Still, reaching a sustainable level at which Kaua’i could produce the “basic nutritional needs in the realm of fresh fruits, vegetables and herbs and probably chicken and fish, the survival level would be comfortable if the boats stop coming,” he says.

A halt in food imports was something Hontz experienced firsthand in 1992 when Hurricane Iniki ravaged the island. He was able to subsist at his Kokee cabin using his 3-acre plot of land where he propagated 12 vegetable beds.

“It was a good environment to learn,” he says of Kokee, where he discovered how to farm organically on his own.

Prior to cabin life on Kaua’i, Hontz, who has two children, Steven Hontz and Erika Robinson, lived on Oahu, where he taught and worked on grant development and management at the University of Hawaii.

KCC grows from sprout to harvest

But Kaua’i was where he really wanted to be.

“This was the kind of place more akin to my childhood I grew up in a small town. So that kind of warmed the cockles of my heart,” says Hontz, who has a master’s and a doctorate in administration of higher education and curriculum development from Columbia University.

But before even setting foot on any of the islands, Hontz, who is originally from New York, served as a director of city planning for Garden Grove in Orange County, Calif., where he facilitated a nine-city planning project.

“That was a real breakthrough for a lot of cities because previously, everything ended at a city border,” he explains.

But much of Hontz’s career has involved teaching and work with universities and other school systems.

“I love school,” says the studious-child-turned-workaholic.

His admiration and commitment to academia continue to shine through.

“When somebody goes out and applies what we’ve taught in the class and it’s working successfully, that’s the real reward for a teacher, no matter what you’re teaching,” says Hontz, a nature lover who enjoys recreational swimming. “You changed someone’s life; you gave them a skill or a knowledge that was beneficial to them, and I hope also beneficial to the community.”

Planting and picking are a continuous process. Photo courtesy Glenn Hontz

The changes already happening in the food industry are profound, with increasing access to locally grown food.

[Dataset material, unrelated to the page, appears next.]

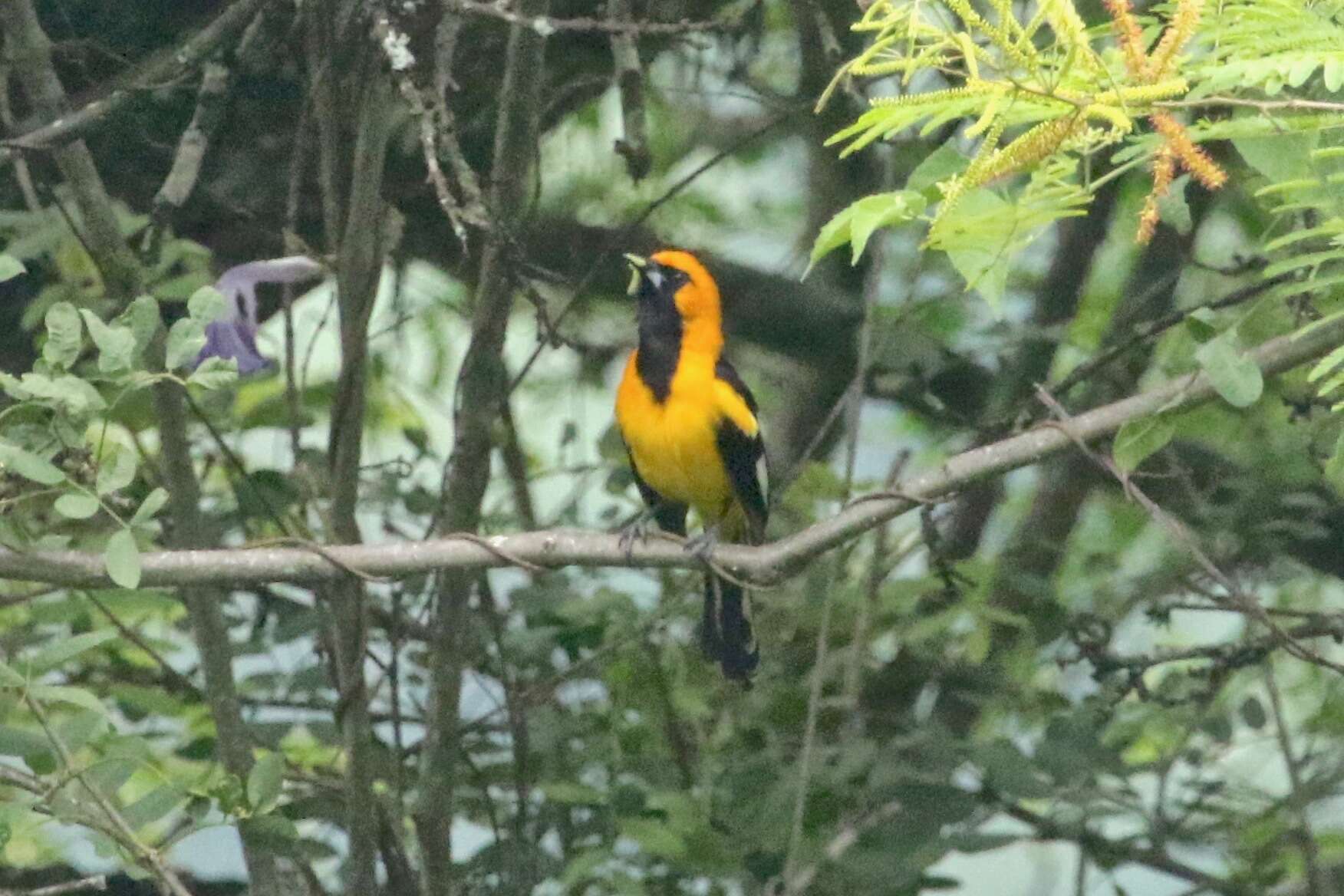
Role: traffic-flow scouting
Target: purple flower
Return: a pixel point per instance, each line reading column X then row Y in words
column 234, row 334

“Just that increased awareness in the source of our food, the more people become conscious of the source of their food, the more conscious they become about consuming food,” he says.

The greater the demand for fresh food, the more people are eating healthy, and the larger the swell in personal pride and accomplishment grows across the island, it will have an impact within all community arenas.

“The social structure, political, economic, cultural changes on this island are way bigger than most people anticipate. And, in my opinion, they will be way better than they anticipate.”